Acupuncture Rewires your Brain: New Carpal Tunnel Research

 
Image by Khara Woods

Image by Khara Woods

 

By Alexandra Garcia

The verdict is in: acupuncture works.  

It’s been half a decade since the landmark 2012 study that definitively proved acupuncture works to treat pain.  This Sloan Kettering research included results from over 17,000 patients and established that acupuncture is not simply a placebo effect.

The Joint Commission - the major accreditation body for hospitals - now includes acupuncture as a standard non-pharmacological care that can be used for pain management in hospitals.

Now that we’ve cleared up the basic “does it work?” question we can start talking about the really interesting stuff - because anyone who's up-to-date with the literature knows that acupuncture significantly impacts the body’s anatomy and physiology.

One of the coolest recent studies shows that acupuncture not only works at a local anatomical level, but that it actually causes the brain to rewrite its mental map of the body.  In this randomized control experiment, researchers looked at patients suffering from carpal tunnel syndrome.
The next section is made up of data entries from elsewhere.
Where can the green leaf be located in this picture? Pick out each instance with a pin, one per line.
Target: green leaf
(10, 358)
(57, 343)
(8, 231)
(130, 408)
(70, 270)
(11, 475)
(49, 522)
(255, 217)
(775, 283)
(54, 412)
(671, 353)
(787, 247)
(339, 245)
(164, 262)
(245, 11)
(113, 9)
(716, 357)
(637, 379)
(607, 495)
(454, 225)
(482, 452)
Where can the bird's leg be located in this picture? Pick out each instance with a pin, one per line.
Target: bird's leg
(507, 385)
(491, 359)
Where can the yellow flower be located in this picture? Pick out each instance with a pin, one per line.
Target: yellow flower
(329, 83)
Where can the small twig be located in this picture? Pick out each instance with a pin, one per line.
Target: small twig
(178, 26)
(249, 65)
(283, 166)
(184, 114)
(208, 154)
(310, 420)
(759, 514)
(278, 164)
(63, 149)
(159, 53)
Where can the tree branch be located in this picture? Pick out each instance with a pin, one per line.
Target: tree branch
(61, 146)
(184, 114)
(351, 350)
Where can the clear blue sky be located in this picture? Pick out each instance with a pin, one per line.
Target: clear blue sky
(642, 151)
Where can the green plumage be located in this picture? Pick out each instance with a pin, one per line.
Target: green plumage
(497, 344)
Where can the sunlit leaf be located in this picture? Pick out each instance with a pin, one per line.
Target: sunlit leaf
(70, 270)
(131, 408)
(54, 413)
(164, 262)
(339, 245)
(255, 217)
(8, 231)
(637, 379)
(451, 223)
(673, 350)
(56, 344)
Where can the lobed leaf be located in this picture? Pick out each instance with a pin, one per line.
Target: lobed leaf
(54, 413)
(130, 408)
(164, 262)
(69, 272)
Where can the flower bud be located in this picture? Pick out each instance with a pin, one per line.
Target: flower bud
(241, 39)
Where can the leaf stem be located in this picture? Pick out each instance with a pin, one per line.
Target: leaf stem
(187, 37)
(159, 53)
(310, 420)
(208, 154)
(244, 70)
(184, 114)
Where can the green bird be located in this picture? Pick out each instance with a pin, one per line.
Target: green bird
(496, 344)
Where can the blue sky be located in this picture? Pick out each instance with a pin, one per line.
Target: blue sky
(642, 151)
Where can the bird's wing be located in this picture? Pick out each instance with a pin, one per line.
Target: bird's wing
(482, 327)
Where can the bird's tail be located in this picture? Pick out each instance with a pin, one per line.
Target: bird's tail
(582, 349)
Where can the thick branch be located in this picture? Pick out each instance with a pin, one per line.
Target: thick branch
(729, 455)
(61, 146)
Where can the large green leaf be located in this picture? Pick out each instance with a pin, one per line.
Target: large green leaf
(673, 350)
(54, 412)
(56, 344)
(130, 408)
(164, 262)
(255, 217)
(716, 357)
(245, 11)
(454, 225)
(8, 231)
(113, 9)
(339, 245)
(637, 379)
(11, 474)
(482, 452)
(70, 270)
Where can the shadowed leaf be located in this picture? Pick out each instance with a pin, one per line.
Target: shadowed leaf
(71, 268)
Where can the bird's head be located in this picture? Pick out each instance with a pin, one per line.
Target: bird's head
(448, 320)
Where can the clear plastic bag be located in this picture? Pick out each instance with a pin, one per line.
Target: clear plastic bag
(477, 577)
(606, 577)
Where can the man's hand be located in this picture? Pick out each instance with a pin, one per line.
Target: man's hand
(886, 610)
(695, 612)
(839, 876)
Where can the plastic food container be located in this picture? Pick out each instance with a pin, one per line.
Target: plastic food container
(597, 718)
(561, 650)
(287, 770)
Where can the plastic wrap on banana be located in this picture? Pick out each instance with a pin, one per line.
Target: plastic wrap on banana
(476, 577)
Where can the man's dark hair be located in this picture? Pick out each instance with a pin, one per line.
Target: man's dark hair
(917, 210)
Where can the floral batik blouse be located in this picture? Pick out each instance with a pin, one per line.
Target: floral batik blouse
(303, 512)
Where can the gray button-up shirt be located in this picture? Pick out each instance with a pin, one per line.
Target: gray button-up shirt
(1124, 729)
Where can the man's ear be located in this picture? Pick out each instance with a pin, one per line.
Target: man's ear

What they found was that acupuncture relieved the local pain symptoms in the wrist, and led the brain’s cortical map of the hand to change shape into a healthier looking version of the wrist.

When compared to fake, “sham,” acupuncture, real acupuncture literally reshaped the way the brain saw the wrist. These changes at the brain level were correlated with longer lasting positive effects from the real acupuncture treatments than the fake intervention.